You hopefully see the stars. One of them shows where the rowers are. How am I figuring this out? The boat sends back a data stream of its location and I find the most recent point. It's also really important for forecasting to get an idea of where they will be, for example, tomorrow. I find their location 24 hours ago and plot that. Then I extrapolate that line to project where the boat is headed.
I repeat that for forecast snapshots at every 6 hours out to 72. Then we (my forecast team) look at these plots and send forecasts every day or two, and send a summary to the rowers. Is there an eddy ahead? Will it help or hurt you? Should you go for it or avoid it? It would be kind of miserable for them to row against an eddy, and they may not even be able to make progress. On the other hand, it'd be a shame to miss a nice boost.
Check out this video of the rowers, the chief scientist, and my plots on Canadian TV!
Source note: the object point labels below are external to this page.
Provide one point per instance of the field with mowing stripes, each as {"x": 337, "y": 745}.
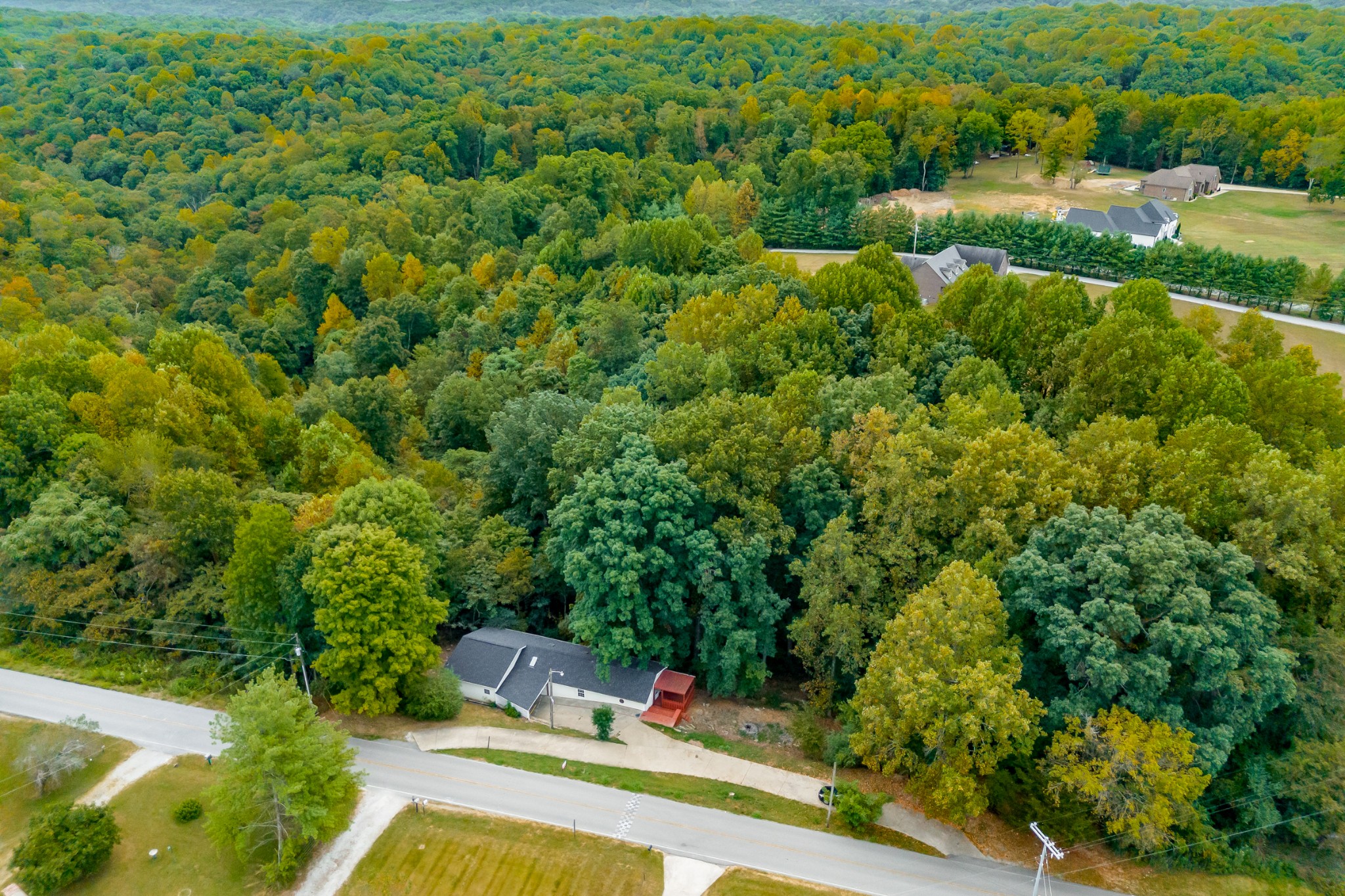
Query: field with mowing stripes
{"x": 450, "y": 853}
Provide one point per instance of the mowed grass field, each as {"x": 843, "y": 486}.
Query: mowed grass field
{"x": 1254, "y": 223}
{"x": 20, "y": 802}
{"x": 1327, "y": 345}
{"x": 187, "y": 861}
{"x": 740, "y": 882}
{"x": 450, "y": 853}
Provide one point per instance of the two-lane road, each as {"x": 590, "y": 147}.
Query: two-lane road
{"x": 670, "y": 826}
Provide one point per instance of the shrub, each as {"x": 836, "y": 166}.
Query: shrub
{"x": 603, "y": 719}
{"x": 187, "y": 811}
{"x": 857, "y": 807}
{"x": 433, "y": 698}
{"x": 808, "y": 734}
{"x": 838, "y": 750}
{"x": 64, "y": 845}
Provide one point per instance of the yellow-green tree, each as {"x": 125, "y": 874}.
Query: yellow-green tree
{"x": 939, "y": 700}
{"x": 1139, "y": 777}
{"x": 374, "y": 613}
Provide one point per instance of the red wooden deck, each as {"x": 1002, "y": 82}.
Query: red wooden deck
{"x": 666, "y": 716}
{"x": 673, "y": 692}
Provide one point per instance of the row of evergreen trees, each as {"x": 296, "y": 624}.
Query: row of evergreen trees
{"x": 1277, "y": 284}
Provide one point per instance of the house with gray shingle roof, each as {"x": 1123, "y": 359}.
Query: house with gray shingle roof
{"x": 1147, "y": 224}
{"x": 935, "y": 273}
{"x": 505, "y": 667}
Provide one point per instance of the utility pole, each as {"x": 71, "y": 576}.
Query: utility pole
{"x": 831, "y": 794}
{"x": 1048, "y": 851}
{"x": 299, "y": 658}
{"x": 550, "y": 694}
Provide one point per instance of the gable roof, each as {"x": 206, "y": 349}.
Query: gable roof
{"x": 957, "y": 259}
{"x": 479, "y": 658}
{"x": 1206, "y": 174}
{"x": 1169, "y": 178}
{"x": 1156, "y": 210}
{"x": 997, "y": 258}
{"x": 1099, "y": 222}
{"x": 1145, "y": 221}
{"x": 947, "y": 265}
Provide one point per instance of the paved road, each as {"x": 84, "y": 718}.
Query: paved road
{"x": 1312, "y": 323}
{"x": 674, "y": 828}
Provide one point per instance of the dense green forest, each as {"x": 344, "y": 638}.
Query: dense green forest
{"x": 376, "y": 336}
{"x": 324, "y": 12}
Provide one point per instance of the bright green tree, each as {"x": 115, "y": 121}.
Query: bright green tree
{"x": 1145, "y": 614}
{"x": 261, "y": 544}
{"x": 374, "y": 614}
{"x": 64, "y": 844}
{"x": 64, "y": 527}
{"x": 845, "y": 609}
{"x": 632, "y": 543}
{"x": 284, "y": 781}
{"x": 200, "y": 509}
{"x": 939, "y": 700}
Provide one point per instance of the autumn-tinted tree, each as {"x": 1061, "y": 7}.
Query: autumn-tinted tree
{"x": 939, "y": 700}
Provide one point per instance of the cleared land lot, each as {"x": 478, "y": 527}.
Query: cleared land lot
{"x": 187, "y": 859}
{"x": 1255, "y": 223}
{"x": 740, "y": 882}
{"x": 22, "y": 803}
{"x": 1328, "y": 347}
{"x": 450, "y": 853}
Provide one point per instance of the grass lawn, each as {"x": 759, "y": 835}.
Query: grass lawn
{"x": 740, "y": 882}
{"x": 1255, "y": 223}
{"x": 192, "y": 864}
{"x": 698, "y": 792}
{"x": 16, "y": 807}
{"x": 451, "y": 853}
{"x": 1192, "y": 883}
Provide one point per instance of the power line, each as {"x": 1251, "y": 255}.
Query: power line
{"x": 125, "y": 644}
{"x": 200, "y": 625}
{"x": 1200, "y": 843}
{"x": 173, "y": 634}
{"x": 234, "y": 672}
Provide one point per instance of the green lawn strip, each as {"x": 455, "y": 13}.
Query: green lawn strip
{"x": 141, "y": 672}
{"x": 1195, "y": 883}
{"x": 1254, "y": 223}
{"x": 740, "y": 882}
{"x": 16, "y": 807}
{"x": 452, "y": 853}
{"x": 749, "y": 752}
{"x": 698, "y": 792}
{"x": 187, "y": 859}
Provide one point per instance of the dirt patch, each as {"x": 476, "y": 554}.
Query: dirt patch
{"x": 726, "y": 719}
{"x": 919, "y": 202}
{"x": 1107, "y": 184}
Here's a harder question: are these current forecasts any good? This model was set up focusing mostly on more well-traveled coastal areas. It is probably untested for our purpose. No boats, even sailboats, go at speeds this slow. These currents are unlikely to make much of a difference to most mariners. Of course, oceanographers care, and they set out drifting buoys to measure currents by floating in it that should pick this up. However, this model is initialized from satellites, which should see eddies but won't pick up smaller-scale phenomena that the rowers notice.